Its a disturbing mental picture, absolutely, but it doesnt speak to the idea of something "unwholesome" going into the finished product. Im actually glad that no part of the animal seems to be going to waste.
its all about context: A big lug of cow cheeks being ground up into a meat paste to fill a hot dog skin = disturbing
Michelin star restaurant serves a special of braised cow cheeks over a parsnip puree = foodies jizzing in their pants.
I don't get the point of the teacher's demo....
Oh, I've read it a number of times...and I'm still not sure what your history teacher was trying to prove.

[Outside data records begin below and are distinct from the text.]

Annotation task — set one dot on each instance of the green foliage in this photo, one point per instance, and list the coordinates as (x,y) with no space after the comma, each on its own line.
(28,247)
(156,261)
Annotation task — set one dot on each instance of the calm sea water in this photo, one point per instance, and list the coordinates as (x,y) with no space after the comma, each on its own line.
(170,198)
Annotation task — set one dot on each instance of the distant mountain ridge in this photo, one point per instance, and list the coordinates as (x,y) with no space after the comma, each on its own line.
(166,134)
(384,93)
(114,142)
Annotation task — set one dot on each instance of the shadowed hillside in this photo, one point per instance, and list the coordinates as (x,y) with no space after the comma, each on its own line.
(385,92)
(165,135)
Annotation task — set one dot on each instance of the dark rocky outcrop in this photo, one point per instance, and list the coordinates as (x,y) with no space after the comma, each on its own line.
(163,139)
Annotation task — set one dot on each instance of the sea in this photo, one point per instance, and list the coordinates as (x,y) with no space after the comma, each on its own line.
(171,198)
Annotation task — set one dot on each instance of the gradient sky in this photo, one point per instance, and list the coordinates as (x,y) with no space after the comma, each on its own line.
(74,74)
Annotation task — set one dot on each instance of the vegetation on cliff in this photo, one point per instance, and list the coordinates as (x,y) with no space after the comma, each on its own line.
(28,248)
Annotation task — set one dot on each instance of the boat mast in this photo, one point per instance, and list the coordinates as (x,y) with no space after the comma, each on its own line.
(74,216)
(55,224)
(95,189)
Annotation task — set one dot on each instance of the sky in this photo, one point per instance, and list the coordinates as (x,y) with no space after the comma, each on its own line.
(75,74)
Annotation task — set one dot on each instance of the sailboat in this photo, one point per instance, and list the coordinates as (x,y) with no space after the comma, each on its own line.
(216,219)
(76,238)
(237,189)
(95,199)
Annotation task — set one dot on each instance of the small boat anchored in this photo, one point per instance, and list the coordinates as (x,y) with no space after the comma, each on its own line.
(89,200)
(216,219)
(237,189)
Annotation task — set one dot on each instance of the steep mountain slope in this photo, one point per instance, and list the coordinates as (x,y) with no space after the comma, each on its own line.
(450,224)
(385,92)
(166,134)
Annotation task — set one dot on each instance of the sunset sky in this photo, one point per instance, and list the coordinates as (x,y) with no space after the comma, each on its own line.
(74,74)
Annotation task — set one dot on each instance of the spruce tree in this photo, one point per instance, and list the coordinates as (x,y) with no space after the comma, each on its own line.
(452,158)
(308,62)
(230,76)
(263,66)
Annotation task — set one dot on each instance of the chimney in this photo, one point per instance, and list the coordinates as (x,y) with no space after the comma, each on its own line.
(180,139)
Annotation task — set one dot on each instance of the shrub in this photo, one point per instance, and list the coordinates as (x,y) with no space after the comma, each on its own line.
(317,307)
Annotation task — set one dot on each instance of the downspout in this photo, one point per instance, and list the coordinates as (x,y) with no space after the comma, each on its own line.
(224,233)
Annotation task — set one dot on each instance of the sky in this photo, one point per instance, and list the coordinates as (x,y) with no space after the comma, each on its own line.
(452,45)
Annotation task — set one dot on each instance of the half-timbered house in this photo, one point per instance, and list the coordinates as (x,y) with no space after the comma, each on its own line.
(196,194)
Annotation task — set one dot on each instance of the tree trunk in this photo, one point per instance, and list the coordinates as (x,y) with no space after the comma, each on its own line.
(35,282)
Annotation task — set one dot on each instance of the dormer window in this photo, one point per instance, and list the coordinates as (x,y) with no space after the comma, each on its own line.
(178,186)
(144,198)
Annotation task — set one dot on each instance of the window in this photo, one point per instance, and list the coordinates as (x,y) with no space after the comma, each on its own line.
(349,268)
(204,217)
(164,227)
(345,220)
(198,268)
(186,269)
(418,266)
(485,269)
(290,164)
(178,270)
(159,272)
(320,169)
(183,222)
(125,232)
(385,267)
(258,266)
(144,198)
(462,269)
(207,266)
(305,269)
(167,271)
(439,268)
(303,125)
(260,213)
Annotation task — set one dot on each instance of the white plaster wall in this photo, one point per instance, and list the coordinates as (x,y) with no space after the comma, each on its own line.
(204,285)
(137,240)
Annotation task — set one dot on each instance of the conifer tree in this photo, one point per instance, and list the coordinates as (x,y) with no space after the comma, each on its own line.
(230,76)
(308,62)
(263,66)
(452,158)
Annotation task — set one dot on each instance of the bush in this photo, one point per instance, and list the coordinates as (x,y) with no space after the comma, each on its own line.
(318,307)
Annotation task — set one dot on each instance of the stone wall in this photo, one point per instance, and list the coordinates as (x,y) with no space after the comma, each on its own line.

Its a book about corporate greed, about deplorable food quality and working conditions as a result of that greed, the kind of lives immigrants lived in the US at the time, and why socialism and government regulation are good (debatable, but that was Sinclair's overall thesis, despite the more well-known effect the book had on changing food safety law in the early 1900s).
If the idea your history teacher was trying to convey is that meat is bad/somehow tainted), he missed the point almost entirely (to the point of negligence, considering a teacher should have rudimentary reading comprehension skills). After all, he gave you guys venison summer sausage, something that was most likely locally harvested and processed-pretty much the antithesis of the canned meat described in The Jungle. A better choice would have been SPAM.
its all about context: A big lug of cow cheeks being ground up into a meat paste to fill a hot dog skin = disturbing
Michelin star restaurant serves a special of braised cow cheeks over a parsnip used, puree = foodies jizzing in their pants.
Tell you what doesn't belong in a hot dog is corn syrup and maltodextrin, both very common texturizing additives. It could be said that the machinery which makes regular old hotdogs would not even work correctly if these ingredients were removed. If you're picky about your sausage, you can get meat. If you want to shop off the shelf, you get "meat product". Even if it says it's beef, it might have turkey. Who knows? Who cares? It's just protein, right?
Had a bald faced hornet kamikazee into my boil kettle Friday. Died instantly. I fished it out and carried on.
Ever participated in any animal "processing"?
...that one seems to separate the "I like to go to expensive restaurants" foodie from the "I like to know where my food comes from" foodie....
Every hippy bone in my body quivers with happiness when I think of eating squirrel. I cant think of too many meats in north america that are more sustainable.